RANKS OF BRONZE BY DAVID DRAKE

Ground water had dissolved a pocket in limestone. When that bubble in the rock had reached the surface, or an earthquake had shaken the area, the roof had collapsed to leave a sheer-sided valley a quarter mile in diameter and a hundred feet deep. The channel cut by the water at one end still ran down into the earth, probably as deep as the stratum of limestone itself.

The floor of the sinkhole was covered with debris from the roof and windblown loess trapped by the sides. Rock fragments, gorse-like vegetation, and quantities of droppings from the animals corraled here made the footing difficult even before the trio of Romans reached the cave.

A hundred yards down its sloping throat, the cave would be pitch dark even at noon on Midsummer’s Day.

“Helvius!” the tribune shouted. The trio could be anywhere, not even within the cave. He stumbled forward. Breaking your neck here in the darkness might be as effectively fatal as having your spine hacked through by a slope-browed swordsman. “Helvius! Will you at least come out and talk to somebody with sense before you do this!”

“Careful here, sir,” said Niger, whose night vision seemed to be better than that of Vibulenus. The throat of the cave dropped away slickly, but broad steps had been roughed into one side. The other side. The sky still looked bright if you looked at it directly, but that was by contrast with the lumpy blackness of everything on solid earth.

There didn’t seem to be any peasants around — the sound and smell of their herds was unmistakable — but that made little difference. When the legion was to work with local auxiliaries, the men mustered out with the ability to speak the necessary languages as long as they kept their helmets on. Here they had been operating alone.

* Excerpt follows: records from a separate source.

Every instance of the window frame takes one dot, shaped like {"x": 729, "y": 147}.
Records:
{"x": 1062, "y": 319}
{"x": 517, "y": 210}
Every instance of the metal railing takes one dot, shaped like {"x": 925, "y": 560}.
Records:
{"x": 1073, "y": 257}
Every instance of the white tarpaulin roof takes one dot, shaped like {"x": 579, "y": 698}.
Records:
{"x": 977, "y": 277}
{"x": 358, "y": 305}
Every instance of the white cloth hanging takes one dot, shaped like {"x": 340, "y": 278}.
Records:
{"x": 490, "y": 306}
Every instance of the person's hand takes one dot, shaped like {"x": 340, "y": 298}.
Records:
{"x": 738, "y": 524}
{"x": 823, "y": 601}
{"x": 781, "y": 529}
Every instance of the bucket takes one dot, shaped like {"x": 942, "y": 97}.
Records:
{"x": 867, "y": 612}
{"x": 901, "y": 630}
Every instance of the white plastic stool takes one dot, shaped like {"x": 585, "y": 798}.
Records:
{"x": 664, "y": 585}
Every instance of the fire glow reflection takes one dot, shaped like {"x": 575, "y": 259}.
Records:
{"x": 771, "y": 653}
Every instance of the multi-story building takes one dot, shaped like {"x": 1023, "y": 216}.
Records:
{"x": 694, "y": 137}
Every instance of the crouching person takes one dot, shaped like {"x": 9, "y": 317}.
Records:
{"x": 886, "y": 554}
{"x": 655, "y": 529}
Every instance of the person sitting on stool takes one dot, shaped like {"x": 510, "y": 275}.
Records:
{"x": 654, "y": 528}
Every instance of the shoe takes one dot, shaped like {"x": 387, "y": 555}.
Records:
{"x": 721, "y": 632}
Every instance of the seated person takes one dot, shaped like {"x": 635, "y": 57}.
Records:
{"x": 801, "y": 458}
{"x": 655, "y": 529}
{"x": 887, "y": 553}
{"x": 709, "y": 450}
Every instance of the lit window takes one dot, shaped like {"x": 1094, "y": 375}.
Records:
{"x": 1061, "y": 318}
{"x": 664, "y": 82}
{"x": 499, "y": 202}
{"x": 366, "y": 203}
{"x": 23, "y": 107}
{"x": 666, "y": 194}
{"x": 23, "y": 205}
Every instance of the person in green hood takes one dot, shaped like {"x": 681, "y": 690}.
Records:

So, for that matter, had the enemy: a force of heavy infantry moving across the face of the land more as conqueror than defender. The politics of what they did at the guild’s behest sometimes bothered Vibulenus, but he never had — the legion never had — enough information to decide whether or not they really agreed with the choices the guild had made.

For that matter, he had never been sure why they were invading Parthia. It had something to do with the Kingdom of Armenia, he’d been told, a Roman ally . . . or with rivalry between Crassus and the partners in his political machine, Caesar and Pompey, if you listened to other opinions. He’d been scared green himself — gods! but that had been a long time ago — but he’d have been just as scared if he were being called up because Hannibal was at the gates of Rome again. Nothing political in fear.

His father might have had doubts about the expedition, but the Vibuleni had made a very good thing out of farming taxes in the Province of Asia and weren’t the people to decry military adventurism in the East. Besides, a family of their stature had a duty to the Republic, to act as exemplars for lesser folk in taking arms to Rome’s glory.

The tribune’s fingers caressed the bone hilt of the sword which he had learned to use so much better after he left Rome’s service than he ever had before.

As for the “lesser folk,” the common legionaries and the non-coms who had fought their way up from that status — so far as Vibulenus could recall, their major concern had been whether the King of Parthia drank from gold cups or hollowed jewels, and which would bring more from the merchants who trailed the army to buy its loot. After a time, they all had more pressing concerns — heat and thirst and the arrows that fell like rain — but those were not political either.

And besides, by then it was too late to matter.

“Decimus!” called the pilus prior, a hand on both Niger and Vibulenus to keep them from trying to descend dangerously farther. The cave had only a slight average slope, but descents when they came tended to be abrupt. “Marcus, Gaius. C’mon and talk for a minute so we don’t fall and kill ourselves, all right? It’s just me, Niger, and Gaius Vibulenus — you know he’s all right. No tricks, just a little talk that can’t hurt nothing.”